By Karen Graham     Mar 23, 2018 in Politics
As first responders and residents struggled to save lives and property during the record-shattering deluge of Hurricane Harvey, the release of toxic chemicals was largely overlooked. But now we are finding out the truth was kept from the public.
When Hurricane Harvey came ashore in September 2017, no one really was prepared for the horrendous amount of rainfall, winds, deaths and destruction the storm left in its aftermath.

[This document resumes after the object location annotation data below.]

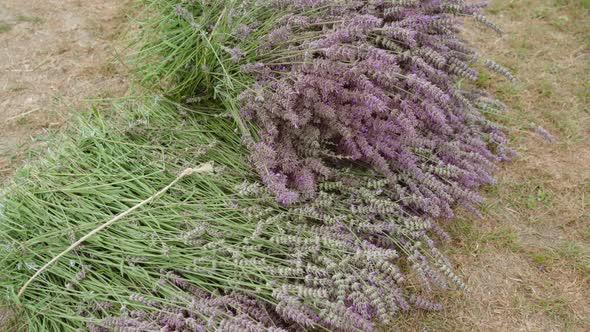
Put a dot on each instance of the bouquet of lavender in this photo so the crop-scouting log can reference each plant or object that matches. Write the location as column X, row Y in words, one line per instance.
column 318, row 84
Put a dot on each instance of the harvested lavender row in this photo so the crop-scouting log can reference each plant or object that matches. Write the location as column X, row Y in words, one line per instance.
column 372, row 82
column 216, row 252
column 325, row 83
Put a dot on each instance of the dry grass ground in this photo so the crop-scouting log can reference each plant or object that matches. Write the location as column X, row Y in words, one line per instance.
column 528, row 260
column 53, row 54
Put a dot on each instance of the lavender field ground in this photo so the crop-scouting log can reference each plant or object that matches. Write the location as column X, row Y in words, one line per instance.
column 526, row 262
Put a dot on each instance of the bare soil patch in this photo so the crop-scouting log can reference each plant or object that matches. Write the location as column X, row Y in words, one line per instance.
column 53, row 55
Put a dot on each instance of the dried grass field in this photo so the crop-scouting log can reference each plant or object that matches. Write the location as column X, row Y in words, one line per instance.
column 527, row 262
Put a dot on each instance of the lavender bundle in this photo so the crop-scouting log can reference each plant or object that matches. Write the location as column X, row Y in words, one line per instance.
column 216, row 252
column 323, row 83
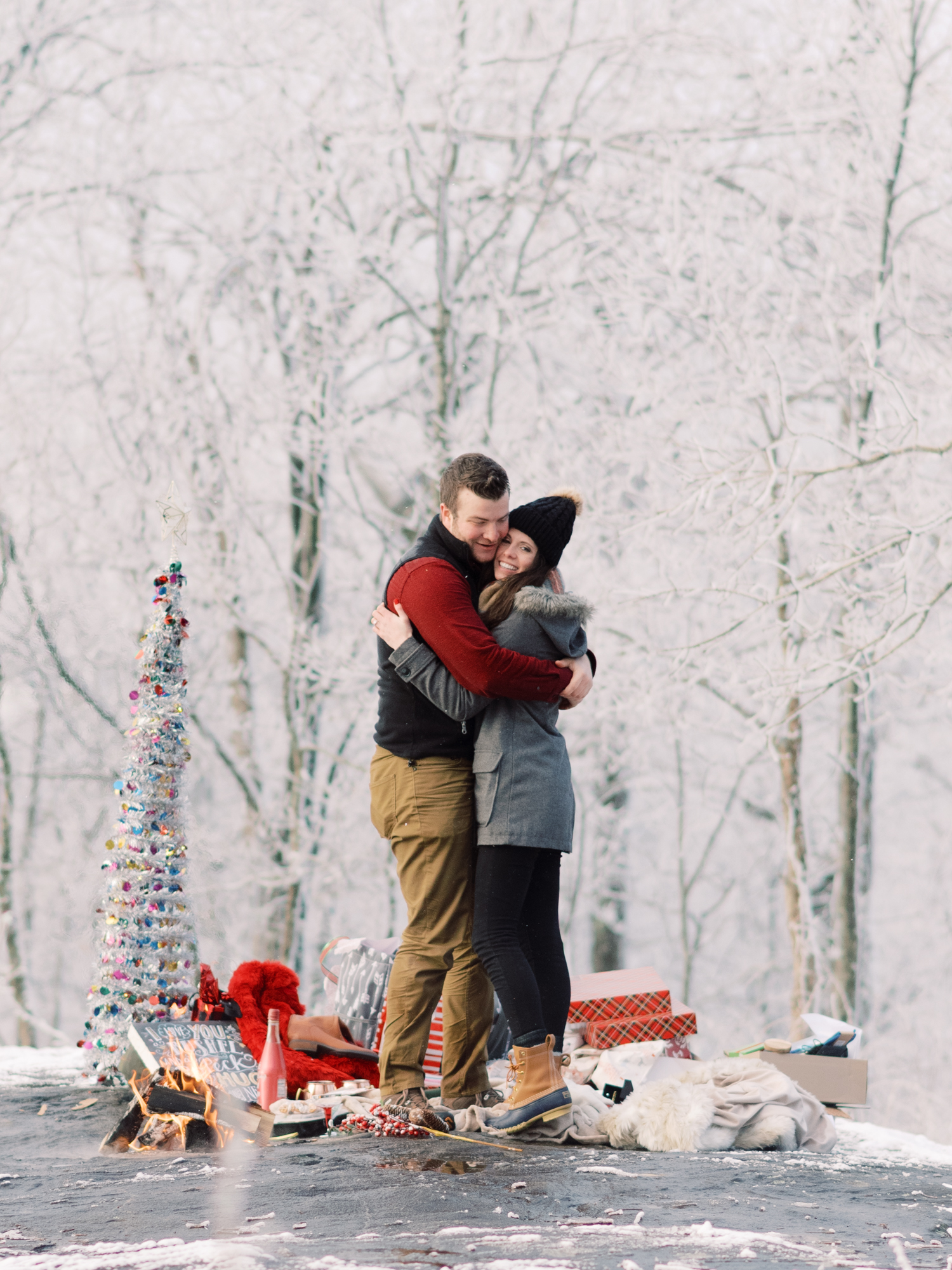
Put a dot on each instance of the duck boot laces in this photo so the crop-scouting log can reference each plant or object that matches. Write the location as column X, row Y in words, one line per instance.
column 488, row 1099
column 540, row 1092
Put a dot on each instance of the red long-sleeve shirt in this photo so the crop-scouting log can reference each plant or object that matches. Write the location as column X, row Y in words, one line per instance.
column 437, row 600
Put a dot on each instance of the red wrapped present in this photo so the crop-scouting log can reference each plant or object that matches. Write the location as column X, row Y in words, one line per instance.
column 619, row 994
column 606, row 1033
column 433, row 1059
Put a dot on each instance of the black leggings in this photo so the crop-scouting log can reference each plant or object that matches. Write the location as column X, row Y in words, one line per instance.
column 516, row 934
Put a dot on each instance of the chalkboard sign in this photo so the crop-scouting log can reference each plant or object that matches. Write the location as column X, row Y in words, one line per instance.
column 235, row 1070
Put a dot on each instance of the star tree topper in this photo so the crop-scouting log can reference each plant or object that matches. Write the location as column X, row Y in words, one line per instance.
column 175, row 518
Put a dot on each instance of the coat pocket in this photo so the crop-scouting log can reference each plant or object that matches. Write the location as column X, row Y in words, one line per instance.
column 486, row 779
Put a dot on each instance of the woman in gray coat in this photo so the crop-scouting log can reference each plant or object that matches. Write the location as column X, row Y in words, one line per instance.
column 525, row 803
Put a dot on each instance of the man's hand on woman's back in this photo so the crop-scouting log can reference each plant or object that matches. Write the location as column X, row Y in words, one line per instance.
column 579, row 685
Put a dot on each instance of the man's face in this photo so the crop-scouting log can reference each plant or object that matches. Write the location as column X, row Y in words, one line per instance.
column 478, row 521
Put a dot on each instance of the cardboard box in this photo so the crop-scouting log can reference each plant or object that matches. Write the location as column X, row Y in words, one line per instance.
column 831, row 1080
column 607, row 1033
column 619, row 995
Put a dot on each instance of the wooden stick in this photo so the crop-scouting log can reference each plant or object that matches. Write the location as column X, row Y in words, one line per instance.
column 460, row 1139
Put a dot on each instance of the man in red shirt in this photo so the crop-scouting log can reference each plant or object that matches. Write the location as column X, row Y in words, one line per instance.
column 422, row 789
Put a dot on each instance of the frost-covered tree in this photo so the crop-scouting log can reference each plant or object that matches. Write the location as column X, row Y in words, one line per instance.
column 148, row 961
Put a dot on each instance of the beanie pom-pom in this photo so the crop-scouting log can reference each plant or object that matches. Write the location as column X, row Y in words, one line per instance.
column 573, row 496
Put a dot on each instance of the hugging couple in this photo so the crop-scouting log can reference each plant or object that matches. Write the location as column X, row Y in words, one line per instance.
column 479, row 647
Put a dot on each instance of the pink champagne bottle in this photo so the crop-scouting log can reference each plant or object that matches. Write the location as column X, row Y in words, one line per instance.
column 272, row 1074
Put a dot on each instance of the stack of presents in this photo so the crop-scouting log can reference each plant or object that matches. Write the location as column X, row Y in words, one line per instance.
column 607, row 1010
column 615, row 1008
column 621, row 1008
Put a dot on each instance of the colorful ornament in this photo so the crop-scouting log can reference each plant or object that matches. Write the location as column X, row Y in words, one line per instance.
column 158, row 952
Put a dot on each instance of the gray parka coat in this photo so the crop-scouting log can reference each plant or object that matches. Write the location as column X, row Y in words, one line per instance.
column 521, row 766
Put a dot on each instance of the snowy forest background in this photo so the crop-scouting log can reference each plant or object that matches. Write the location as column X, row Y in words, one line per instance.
column 694, row 257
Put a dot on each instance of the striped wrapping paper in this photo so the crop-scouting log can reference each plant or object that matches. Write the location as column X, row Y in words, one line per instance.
column 433, row 1059
column 606, row 1033
column 619, row 994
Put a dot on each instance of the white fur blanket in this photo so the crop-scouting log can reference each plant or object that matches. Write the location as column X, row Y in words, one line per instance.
column 731, row 1103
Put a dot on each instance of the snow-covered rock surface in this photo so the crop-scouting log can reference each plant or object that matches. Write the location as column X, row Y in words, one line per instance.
column 23, row 1067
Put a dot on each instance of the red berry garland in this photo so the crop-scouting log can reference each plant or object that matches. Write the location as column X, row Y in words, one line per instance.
column 381, row 1125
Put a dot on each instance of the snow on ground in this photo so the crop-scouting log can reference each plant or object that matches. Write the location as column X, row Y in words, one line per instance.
column 23, row 1067
column 873, row 1145
column 150, row 1255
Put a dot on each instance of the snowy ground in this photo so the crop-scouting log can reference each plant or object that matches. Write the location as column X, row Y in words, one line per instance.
column 355, row 1203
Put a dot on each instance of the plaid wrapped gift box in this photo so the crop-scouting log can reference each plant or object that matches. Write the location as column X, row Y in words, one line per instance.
column 606, row 1033
column 619, row 994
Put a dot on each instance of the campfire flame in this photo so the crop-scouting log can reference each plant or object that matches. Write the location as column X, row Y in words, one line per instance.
column 190, row 1075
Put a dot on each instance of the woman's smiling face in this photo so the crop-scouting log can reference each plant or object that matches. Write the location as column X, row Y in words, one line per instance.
column 517, row 553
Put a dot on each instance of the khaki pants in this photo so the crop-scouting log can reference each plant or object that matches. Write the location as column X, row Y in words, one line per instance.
column 426, row 810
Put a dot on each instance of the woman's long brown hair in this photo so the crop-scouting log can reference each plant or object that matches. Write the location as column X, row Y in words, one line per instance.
column 501, row 603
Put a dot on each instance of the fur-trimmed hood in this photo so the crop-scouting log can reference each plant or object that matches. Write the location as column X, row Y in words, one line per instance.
column 544, row 603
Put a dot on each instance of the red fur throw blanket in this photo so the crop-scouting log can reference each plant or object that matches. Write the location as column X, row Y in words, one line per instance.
column 263, row 986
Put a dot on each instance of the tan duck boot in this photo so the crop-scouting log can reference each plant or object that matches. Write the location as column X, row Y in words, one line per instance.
column 540, row 1092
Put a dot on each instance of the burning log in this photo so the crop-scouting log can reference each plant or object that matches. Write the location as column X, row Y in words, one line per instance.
column 247, row 1117
column 178, row 1108
column 126, row 1132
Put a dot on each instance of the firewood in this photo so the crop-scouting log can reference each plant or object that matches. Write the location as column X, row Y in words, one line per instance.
column 125, row 1132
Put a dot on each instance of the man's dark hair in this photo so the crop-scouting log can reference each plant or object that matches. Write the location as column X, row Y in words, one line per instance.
column 483, row 476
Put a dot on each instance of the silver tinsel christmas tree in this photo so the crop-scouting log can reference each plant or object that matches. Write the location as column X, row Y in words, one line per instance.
column 148, row 954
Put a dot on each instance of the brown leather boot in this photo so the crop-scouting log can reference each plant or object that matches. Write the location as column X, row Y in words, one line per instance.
column 540, row 1092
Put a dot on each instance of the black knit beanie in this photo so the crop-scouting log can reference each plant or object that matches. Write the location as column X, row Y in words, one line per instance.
column 549, row 523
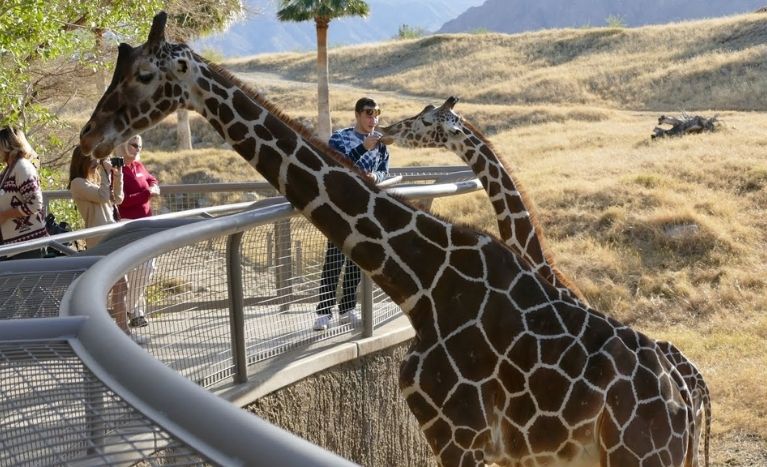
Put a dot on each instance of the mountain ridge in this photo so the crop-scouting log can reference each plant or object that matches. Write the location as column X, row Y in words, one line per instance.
column 264, row 33
column 513, row 16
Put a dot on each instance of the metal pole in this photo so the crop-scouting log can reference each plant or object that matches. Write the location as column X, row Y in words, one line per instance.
column 367, row 306
column 236, row 306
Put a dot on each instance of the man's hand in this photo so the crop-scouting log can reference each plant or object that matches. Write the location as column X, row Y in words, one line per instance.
column 371, row 140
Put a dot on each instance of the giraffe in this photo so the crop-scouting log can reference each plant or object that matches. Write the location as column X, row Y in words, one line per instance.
column 500, row 370
column 442, row 127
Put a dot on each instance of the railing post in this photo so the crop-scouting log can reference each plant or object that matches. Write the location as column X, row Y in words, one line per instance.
column 236, row 306
column 283, row 263
column 367, row 306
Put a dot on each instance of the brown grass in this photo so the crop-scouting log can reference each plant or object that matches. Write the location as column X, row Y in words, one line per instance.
column 668, row 236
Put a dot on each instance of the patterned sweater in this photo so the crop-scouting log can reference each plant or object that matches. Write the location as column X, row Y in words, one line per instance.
column 349, row 143
column 21, row 190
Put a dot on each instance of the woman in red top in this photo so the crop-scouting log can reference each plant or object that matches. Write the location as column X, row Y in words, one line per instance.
column 139, row 186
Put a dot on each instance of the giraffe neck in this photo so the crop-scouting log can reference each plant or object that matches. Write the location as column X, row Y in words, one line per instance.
column 401, row 248
column 516, row 224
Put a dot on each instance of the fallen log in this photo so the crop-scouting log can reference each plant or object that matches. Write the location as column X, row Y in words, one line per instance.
column 684, row 125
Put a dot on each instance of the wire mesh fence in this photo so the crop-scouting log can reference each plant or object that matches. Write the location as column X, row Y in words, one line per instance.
column 54, row 411
column 187, row 303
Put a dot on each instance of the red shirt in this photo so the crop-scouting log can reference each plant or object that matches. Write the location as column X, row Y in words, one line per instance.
column 136, row 183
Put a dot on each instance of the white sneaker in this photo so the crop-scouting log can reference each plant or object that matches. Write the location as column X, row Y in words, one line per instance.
column 140, row 339
column 322, row 323
column 351, row 318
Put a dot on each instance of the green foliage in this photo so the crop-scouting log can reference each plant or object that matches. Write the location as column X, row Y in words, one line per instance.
column 615, row 21
column 306, row 10
column 40, row 32
column 406, row 31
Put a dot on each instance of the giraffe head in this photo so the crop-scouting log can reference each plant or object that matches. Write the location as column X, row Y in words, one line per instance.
column 432, row 127
column 140, row 94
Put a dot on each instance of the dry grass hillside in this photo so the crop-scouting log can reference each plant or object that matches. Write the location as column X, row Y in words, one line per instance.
column 666, row 235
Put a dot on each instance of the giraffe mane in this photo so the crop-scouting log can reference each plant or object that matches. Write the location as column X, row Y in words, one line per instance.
column 566, row 281
column 304, row 132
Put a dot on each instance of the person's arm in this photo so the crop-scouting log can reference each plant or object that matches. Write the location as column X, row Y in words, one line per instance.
column 89, row 191
column 137, row 192
column 154, row 184
column 117, row 186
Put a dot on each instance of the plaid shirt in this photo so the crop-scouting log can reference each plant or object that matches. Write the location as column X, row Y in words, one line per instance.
column 349, row 143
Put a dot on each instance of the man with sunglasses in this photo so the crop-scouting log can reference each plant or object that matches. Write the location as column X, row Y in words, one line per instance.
column 360, row 144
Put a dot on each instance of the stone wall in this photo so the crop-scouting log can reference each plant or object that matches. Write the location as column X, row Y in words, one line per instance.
column 355, row 410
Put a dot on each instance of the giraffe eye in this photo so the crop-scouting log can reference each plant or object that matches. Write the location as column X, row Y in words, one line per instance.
column 145, row 78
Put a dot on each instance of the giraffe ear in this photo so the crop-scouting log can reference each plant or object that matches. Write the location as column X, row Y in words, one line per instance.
column 450, row 102
column 157, row 33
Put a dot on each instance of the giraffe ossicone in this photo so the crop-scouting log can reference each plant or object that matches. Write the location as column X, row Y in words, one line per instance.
column 501, row 370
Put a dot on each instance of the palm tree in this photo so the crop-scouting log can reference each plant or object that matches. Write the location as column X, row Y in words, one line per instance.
column 322, row 11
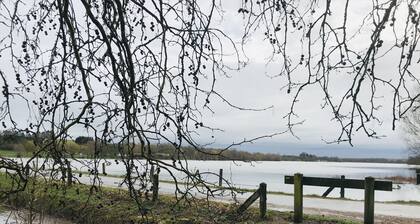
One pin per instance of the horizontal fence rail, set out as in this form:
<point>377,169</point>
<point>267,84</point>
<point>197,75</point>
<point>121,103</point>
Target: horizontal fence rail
<point>368,184</point>
<point>346,183</point>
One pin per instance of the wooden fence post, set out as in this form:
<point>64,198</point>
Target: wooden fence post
<point>298,203</point>
<point>220,177</point>
<point>103,169</point>
<point>69,174</point>
<point>263,199</point>
<point>155,186</point>
<point>152,172</point>
<point>369,200</point>
<point>418,179</point>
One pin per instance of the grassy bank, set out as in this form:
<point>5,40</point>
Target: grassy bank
<point>83,204</point>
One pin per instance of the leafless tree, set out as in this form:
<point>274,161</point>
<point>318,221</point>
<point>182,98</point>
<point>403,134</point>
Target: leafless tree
<point>134,72</point>
<point>367,50</point>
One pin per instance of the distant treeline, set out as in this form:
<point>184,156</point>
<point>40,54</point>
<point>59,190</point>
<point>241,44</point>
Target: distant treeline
<point>20,144</point>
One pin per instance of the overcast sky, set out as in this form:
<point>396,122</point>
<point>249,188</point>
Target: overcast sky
<point>254,87</point>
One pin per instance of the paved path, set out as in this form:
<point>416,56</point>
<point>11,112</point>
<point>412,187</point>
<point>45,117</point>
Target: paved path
<point>311,204</point>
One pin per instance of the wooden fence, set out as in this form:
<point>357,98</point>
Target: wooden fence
<point>261,193</point>
<point>369,185</point>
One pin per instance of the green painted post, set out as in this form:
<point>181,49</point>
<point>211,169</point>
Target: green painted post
<point>220,177</point>
<point>418,179</point>
<point>103,169</point>
<point>155,187</point>
<point>263,200</point>
<point>369,200</point>
<point>69,174</point>
<point>298,203</point>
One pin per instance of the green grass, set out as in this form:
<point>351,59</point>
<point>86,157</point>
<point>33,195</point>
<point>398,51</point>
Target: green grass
<point>106,205</point>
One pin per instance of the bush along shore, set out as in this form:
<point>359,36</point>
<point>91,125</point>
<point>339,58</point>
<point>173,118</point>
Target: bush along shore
<point>85,204</point>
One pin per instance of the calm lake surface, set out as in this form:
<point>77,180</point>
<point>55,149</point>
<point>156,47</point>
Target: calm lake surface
<point>251,174</point>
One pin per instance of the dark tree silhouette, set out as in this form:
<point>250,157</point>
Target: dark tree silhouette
<point>359,55</point>
<point>135,72</point>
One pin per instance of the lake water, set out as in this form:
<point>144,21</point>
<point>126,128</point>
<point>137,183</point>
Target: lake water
<point>250,175</point>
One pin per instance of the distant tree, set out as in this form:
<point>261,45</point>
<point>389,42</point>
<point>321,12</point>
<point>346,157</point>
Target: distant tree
<point>134,72</point>
<point>81,140</point>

First responders were working to save lives, yet they also worried not only about the damage being done by the wind and the devastating rains but about a problem unique to Houston - The petrochemical industry, because after all, the city is one of the country's leading chemical capitals.
With flooded houses  totaled cars  downed power grids and damaged infrastructure  rebuilding from Ha...
With flooded houses, totaled cars, downed power grids and damaged infrastructure, rebuilding from Harvey, which struck southeast Texas and part of Louisiana, will require large-scale mobilization
Brendan Smialowski, AFP
Yes, there were a couple stories about the release of toxic chemicals - like the well-publicized Arkema chemical plant explosion northeast of Houston that blew several times and burned for days and a nearby dioxin-laden federal Superfund site whose protective cap was damaged by the raging San Jacinto River.
According to the Associated Press, Samuel Coleman, who was the EPA's acting regional administrator during Harvey, said the priority in the immediate aftermath was "addressing any environmental harms as quickly as possible as opposed to making announcements about what the problem was."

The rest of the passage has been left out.